Hi, I’m not wanting to be argumentative. I just want to go over a few things and put them in perspective.
Apple Cash is a prepaid debit card intended for Peer to Peer (P2P) transfers between family and friends. Unfortunately the services have also become popular with scammers, money launderers and people using the service for commercial activities.
The popularity has caused increased scrutiny from the many federal and states agencies charged with oversight and enforcement. Look at what happened to TD Bank just late last year. They were fined about $3 billion for money laundering. No bank wants that kind of notoriety let alone fine.
American Express is a great financial institution, an American success story. They do not offer a similar service and their clientele generally aren’t looking for P2P transfers. But if you are, they’ve partnered with Venmo (a PayPal brand) to offer similar services. Why, they don’t want the reputational risk. Do they get slammed for it occasionally. Yes, but hardly anyone uses it.

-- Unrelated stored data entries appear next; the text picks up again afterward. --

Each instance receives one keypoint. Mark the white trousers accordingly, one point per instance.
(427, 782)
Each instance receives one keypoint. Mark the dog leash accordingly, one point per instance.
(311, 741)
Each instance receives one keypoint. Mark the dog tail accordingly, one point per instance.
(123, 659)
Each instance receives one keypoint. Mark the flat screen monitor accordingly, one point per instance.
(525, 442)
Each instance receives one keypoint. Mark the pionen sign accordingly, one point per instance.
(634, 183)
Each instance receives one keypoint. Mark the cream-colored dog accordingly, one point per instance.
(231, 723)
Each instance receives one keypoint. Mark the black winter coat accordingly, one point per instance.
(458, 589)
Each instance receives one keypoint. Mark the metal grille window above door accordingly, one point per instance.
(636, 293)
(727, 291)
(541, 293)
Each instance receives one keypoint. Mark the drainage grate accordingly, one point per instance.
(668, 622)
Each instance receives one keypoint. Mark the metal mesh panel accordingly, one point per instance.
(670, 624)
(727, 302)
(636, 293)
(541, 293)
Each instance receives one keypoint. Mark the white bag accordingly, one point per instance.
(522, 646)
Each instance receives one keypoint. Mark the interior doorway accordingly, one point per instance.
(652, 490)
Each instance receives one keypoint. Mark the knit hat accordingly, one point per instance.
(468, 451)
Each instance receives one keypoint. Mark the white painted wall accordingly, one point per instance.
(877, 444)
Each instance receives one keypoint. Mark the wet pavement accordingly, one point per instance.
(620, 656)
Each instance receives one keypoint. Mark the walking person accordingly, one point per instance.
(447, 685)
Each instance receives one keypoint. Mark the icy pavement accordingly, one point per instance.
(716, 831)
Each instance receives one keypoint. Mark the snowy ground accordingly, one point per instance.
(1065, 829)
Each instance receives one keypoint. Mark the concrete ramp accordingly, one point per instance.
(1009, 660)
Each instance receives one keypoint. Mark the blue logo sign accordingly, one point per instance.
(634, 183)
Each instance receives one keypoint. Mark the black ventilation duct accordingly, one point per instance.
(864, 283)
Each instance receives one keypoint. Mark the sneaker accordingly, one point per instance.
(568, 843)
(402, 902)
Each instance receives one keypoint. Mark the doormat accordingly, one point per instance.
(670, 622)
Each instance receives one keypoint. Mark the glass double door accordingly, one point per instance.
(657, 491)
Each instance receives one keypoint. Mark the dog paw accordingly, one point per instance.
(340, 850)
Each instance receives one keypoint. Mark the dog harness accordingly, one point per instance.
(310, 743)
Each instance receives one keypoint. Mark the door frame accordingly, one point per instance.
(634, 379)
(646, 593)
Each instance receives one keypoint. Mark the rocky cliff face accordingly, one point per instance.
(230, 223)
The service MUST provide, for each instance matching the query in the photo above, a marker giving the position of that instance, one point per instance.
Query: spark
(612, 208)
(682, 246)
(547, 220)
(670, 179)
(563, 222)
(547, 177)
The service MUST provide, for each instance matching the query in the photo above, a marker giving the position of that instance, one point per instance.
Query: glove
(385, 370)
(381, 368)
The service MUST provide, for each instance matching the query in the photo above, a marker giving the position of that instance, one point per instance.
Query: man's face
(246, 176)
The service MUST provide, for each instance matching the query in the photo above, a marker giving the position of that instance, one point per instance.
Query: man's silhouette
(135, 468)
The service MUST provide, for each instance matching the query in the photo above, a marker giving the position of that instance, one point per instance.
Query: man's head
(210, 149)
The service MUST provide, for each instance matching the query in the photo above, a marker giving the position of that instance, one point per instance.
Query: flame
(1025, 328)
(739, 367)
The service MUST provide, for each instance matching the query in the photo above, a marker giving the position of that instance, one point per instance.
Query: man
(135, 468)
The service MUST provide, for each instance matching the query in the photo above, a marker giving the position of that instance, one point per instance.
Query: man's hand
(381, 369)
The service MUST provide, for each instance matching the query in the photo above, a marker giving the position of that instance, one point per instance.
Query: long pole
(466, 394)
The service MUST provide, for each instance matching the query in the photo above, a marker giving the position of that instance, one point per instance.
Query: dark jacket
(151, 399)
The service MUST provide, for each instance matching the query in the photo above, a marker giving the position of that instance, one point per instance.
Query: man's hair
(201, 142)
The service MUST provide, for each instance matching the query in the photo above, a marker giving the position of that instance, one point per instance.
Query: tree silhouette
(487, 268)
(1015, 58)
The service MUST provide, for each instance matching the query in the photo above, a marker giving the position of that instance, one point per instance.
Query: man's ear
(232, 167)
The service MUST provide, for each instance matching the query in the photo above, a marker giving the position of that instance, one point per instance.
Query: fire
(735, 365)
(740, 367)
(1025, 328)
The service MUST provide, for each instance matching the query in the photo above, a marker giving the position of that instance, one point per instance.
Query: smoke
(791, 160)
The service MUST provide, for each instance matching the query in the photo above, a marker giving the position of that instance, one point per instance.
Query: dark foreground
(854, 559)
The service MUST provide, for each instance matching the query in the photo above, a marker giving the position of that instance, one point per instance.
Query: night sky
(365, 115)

Green Dot is no better or worse than any bank these days. Look at JP Morgan Chase, largest US bank. There are page after page of people being de-banked by Chase, if you look on Reddit, Instagram, FB, etc. But it’s not just Chase, it’s BOA, Citi, Wells etc. Look at the banks that do P2P transfers, Cash App (Sutton Bank), Venmo (Bancorp Bank) and PayPal (Synchrony Bank) and they’re de-banking 100’s if not 1,000’s every day. Don’t get me started on Zelle.
My point being, none of these services are angels. The algorithm picked up a pattern of payments that tripped their system. Your blaming Apple is an honest reaction, but at the end of the day, any other P2P service would have also tripped their algorithm.
In my experience here and former professions, this could be an identity issue. Everybody thinks it’s an error, wrong DOB, wrong SSN etc. However, many times, the KYC algorithm identified a fraud or identity issue the person never knew about. For example, someone steals my identity, commits fraud and I do a KYC and guess what, I fail. I did nothing wrong, but the algorithm was tripped.
I regard to these communities, threads are automatically closed after a short time if there’s no activity. Why? Things change, features change, services change and the terms and conditions require civil discourse. Unfortunately when people are being de-banked, being civil is about the last thing on their mind.
I’ll answer any questions, concerns, you may have. But no one here or at Apple has the exact answers you’re looking for.